Moreover, in vitro transcription and translation of two
carboxy-terminal truncation mutants, hGR(1742) and hGR(1706),
results in a similar doublet pattern (Fig. 1B
), suggesting that
carboxy-terminal degradation is not the source of the second band.
Another possible source of the doublet is phosphorylation; however,
phosphatase treatment of the reticulocyte or COS-1 lysate containing
hGR
does not affect the doublet pattern (data not shown).
Alternative Translation Initiation of the GR
To investigate the possibility of alternative translation
initiation of the GR as a source of the observed doublet, the hGR cDNA
was examined for downstream ATG start codons. Only one in-frame ATG
codon, corresponding to methionine 27, was found within the first 300
nucleotides of the initial hGR ATG translation start site. Translation
initiation from this internal ATG site would yield a protein almost 3
kDa shorter (apparent molecular mass = 91 kDa) than the
full-length hGR from residues 1777 (apparent molecular mass = 94
kDa). To test the hypothesis of alternative initiation as a source of
the protein doublet observed in GR expression systems, both the initial
ATG start codon (methionine 1) and the internal ATG (methionine 27)
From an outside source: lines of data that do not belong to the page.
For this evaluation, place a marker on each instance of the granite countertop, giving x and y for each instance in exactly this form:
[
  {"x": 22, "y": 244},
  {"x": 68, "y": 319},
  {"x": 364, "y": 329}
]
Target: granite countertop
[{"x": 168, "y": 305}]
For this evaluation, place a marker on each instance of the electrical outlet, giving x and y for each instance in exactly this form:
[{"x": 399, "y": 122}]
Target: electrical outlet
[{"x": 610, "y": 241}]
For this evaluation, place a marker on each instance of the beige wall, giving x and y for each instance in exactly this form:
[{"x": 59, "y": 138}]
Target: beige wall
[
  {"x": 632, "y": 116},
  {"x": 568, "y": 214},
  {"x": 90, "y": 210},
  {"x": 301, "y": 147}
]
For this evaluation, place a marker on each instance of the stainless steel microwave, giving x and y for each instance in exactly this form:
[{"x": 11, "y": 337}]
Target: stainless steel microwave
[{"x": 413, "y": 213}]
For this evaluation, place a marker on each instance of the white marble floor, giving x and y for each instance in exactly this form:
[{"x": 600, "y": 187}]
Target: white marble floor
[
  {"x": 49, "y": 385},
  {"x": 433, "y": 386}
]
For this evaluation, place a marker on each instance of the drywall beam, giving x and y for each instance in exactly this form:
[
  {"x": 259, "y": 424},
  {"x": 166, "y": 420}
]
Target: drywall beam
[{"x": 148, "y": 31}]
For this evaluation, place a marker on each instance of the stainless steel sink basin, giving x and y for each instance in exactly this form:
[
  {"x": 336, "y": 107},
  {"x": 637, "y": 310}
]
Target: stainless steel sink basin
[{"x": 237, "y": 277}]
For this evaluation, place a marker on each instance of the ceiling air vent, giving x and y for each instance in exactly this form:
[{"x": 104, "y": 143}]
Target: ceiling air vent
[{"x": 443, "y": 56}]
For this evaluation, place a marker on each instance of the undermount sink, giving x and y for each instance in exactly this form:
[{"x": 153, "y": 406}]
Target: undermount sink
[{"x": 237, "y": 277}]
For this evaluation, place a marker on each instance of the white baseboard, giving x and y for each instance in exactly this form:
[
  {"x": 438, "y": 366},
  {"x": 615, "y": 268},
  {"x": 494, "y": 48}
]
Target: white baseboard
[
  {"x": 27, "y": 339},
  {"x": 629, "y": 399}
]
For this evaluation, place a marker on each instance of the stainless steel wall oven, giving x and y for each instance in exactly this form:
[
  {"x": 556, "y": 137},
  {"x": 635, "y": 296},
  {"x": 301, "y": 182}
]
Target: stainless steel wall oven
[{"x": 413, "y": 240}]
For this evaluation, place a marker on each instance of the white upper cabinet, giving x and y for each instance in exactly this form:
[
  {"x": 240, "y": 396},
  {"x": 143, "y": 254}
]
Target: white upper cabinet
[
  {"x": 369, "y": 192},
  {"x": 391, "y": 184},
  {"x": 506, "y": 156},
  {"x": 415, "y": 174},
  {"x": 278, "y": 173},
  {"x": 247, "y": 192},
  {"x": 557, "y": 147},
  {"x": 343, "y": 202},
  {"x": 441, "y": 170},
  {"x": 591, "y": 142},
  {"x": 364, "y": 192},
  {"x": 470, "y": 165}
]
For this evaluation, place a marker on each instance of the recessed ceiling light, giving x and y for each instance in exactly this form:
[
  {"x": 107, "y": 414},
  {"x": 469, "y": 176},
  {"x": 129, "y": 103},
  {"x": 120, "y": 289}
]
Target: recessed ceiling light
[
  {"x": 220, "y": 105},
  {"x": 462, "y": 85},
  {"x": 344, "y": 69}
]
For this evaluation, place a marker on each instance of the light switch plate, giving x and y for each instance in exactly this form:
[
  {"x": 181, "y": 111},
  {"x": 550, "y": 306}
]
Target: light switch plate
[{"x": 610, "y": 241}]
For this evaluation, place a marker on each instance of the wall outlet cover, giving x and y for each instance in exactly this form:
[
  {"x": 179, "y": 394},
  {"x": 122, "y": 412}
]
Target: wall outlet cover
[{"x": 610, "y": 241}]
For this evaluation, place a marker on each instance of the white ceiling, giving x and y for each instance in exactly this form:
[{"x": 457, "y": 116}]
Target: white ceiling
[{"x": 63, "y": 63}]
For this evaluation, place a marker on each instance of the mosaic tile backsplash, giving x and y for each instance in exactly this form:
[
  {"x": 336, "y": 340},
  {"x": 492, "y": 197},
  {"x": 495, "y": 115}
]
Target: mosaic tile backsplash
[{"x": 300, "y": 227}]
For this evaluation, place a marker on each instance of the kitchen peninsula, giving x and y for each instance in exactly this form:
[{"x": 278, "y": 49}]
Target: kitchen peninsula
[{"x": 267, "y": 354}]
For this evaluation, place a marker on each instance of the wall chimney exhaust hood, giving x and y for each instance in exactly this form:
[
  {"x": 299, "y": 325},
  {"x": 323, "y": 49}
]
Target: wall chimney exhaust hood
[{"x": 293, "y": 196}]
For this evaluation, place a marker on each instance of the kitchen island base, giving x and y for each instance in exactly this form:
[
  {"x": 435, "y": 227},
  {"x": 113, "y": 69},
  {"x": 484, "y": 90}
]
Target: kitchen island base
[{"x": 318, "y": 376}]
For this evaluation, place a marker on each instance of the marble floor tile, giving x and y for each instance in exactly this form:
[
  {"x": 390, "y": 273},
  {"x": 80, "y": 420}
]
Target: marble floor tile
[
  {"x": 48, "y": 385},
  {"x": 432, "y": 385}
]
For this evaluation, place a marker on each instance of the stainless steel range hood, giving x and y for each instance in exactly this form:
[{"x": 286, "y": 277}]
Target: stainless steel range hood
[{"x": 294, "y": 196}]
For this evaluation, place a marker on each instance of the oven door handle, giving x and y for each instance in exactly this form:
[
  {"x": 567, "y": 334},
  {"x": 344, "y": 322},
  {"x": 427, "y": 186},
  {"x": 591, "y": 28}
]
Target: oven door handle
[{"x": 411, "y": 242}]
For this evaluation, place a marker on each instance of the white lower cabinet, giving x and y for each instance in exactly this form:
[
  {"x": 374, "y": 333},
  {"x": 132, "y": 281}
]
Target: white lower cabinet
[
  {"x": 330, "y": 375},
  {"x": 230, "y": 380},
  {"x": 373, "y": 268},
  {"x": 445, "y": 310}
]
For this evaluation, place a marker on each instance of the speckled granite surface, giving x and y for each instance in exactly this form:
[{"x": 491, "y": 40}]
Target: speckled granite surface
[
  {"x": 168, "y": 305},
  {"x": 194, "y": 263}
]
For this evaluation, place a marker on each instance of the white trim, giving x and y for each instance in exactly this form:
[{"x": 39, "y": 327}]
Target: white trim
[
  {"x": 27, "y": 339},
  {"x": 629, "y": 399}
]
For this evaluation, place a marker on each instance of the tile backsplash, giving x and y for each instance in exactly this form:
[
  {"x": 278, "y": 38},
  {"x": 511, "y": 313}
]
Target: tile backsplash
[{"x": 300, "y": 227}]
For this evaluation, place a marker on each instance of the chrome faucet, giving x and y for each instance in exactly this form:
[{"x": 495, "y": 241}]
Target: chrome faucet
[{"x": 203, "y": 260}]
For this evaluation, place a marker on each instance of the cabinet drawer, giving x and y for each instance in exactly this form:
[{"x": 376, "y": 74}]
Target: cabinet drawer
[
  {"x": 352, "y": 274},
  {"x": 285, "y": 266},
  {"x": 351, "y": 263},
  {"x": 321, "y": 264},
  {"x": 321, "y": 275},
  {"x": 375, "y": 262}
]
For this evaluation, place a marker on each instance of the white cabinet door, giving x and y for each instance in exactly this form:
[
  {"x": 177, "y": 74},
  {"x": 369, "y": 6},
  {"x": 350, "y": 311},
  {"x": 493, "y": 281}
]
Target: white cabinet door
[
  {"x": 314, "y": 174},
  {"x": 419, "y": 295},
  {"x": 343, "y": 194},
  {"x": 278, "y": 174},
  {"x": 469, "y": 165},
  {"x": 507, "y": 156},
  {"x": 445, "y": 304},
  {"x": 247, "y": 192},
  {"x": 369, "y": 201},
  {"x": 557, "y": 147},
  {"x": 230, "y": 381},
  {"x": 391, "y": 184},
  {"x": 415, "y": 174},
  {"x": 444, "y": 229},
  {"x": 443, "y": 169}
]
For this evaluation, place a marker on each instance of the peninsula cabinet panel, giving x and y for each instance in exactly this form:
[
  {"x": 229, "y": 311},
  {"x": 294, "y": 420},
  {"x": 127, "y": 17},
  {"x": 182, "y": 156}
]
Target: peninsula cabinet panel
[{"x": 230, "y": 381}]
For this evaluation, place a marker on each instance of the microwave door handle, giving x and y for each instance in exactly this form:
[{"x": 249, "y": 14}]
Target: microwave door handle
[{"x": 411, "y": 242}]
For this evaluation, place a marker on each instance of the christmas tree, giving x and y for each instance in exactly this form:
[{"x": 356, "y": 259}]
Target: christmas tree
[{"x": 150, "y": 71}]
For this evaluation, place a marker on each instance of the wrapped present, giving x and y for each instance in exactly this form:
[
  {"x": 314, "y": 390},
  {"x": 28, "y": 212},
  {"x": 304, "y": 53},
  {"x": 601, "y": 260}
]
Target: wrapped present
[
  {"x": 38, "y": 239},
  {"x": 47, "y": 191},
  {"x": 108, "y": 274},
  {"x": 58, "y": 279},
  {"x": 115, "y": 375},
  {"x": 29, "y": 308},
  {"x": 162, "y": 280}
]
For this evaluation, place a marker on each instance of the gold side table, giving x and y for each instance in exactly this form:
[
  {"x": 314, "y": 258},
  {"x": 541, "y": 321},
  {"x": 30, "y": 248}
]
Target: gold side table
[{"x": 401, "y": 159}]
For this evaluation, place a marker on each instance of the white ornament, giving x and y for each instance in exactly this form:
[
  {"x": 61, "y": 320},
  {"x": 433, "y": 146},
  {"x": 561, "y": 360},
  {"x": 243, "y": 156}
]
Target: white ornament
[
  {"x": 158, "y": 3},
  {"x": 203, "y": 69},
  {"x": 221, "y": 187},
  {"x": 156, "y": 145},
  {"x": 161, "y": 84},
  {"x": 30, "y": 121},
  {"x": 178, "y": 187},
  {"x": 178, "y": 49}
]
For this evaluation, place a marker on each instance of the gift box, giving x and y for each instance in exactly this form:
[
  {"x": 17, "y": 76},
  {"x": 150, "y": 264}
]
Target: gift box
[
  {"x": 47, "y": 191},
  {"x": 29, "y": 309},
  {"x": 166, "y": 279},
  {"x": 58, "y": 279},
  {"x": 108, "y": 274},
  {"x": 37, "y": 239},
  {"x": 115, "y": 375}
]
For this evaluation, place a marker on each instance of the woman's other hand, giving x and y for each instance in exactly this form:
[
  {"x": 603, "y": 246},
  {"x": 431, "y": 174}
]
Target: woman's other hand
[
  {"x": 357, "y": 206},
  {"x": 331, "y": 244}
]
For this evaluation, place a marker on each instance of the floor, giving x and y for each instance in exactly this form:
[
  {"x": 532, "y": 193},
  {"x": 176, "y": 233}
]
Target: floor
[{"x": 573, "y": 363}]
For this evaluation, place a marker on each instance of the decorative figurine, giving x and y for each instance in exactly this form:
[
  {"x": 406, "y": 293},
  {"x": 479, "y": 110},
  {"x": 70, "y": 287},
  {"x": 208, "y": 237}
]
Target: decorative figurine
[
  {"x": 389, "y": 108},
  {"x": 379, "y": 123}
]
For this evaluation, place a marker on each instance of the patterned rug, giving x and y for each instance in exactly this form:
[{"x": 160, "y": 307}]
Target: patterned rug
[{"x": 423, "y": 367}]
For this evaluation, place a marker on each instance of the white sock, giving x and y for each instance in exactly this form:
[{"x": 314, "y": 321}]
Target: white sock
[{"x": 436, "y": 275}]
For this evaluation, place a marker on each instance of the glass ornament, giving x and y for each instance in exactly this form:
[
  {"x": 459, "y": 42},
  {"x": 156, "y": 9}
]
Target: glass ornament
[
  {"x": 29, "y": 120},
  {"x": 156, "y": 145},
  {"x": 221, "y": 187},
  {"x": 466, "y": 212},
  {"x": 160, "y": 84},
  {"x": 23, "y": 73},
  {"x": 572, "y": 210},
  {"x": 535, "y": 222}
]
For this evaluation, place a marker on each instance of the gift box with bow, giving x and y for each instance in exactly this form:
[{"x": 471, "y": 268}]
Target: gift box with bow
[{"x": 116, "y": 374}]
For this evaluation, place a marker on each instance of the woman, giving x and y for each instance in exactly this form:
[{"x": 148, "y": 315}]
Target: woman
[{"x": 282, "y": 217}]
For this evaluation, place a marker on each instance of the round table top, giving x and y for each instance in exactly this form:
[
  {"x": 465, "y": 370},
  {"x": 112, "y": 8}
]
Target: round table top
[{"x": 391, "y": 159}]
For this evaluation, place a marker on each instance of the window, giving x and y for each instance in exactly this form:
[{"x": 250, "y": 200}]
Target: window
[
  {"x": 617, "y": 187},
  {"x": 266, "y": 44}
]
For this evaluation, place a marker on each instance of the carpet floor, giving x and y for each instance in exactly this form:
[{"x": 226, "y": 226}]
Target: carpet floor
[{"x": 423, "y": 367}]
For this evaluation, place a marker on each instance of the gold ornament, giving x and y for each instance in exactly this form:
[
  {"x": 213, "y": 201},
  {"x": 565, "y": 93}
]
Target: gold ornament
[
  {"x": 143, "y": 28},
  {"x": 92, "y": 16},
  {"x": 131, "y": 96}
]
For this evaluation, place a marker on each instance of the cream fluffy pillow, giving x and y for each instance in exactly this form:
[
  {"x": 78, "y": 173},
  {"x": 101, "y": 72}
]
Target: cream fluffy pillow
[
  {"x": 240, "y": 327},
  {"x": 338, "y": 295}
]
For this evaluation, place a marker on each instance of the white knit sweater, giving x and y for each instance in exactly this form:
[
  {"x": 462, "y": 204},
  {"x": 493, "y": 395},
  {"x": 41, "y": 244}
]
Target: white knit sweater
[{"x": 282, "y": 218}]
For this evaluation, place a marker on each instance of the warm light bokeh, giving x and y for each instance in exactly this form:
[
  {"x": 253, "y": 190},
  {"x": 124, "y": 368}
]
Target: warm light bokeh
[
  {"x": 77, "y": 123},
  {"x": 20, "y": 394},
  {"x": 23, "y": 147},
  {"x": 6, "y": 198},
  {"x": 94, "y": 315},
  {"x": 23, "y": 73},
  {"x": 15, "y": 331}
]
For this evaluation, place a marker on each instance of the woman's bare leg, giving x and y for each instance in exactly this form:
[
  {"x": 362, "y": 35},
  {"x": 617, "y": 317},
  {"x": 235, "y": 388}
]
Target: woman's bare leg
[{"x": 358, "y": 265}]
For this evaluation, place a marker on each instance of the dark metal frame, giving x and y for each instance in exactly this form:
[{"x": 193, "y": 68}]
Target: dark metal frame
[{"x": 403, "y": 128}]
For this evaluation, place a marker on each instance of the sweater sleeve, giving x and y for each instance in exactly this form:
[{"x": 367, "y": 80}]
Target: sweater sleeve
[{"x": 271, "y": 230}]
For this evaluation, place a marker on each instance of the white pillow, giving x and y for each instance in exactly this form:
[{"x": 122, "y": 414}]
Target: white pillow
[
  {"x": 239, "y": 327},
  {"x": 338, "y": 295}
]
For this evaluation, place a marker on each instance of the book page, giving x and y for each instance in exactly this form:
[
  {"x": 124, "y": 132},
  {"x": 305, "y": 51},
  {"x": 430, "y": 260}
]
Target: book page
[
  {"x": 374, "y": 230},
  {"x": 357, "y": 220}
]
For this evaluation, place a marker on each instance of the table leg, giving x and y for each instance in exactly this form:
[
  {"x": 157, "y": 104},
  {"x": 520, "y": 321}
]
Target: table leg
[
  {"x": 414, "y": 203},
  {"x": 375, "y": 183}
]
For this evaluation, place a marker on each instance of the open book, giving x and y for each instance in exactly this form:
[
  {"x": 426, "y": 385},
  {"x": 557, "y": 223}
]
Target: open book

were mutated to ACG (a threonine codon). Mutagenesis of the individual
ATG codons in the hGR
cDNA in both the in vitro
expression vector and the mammalian expression vector resulted in the
expression of a single hGR
species (Fig. 2
). We have termed the longer GR,
generated from the first ATG codon, GR-A. The shorter GR species,
translated from the internal ATG corresponding to methionine 27 (amino
acid 28 in rat and mouse GR), is designated as GR-B. A proteolytic
fragment common to both GR forms of approximately 83 kDa is
consistently observed at higher levels in cells expressing GR-B.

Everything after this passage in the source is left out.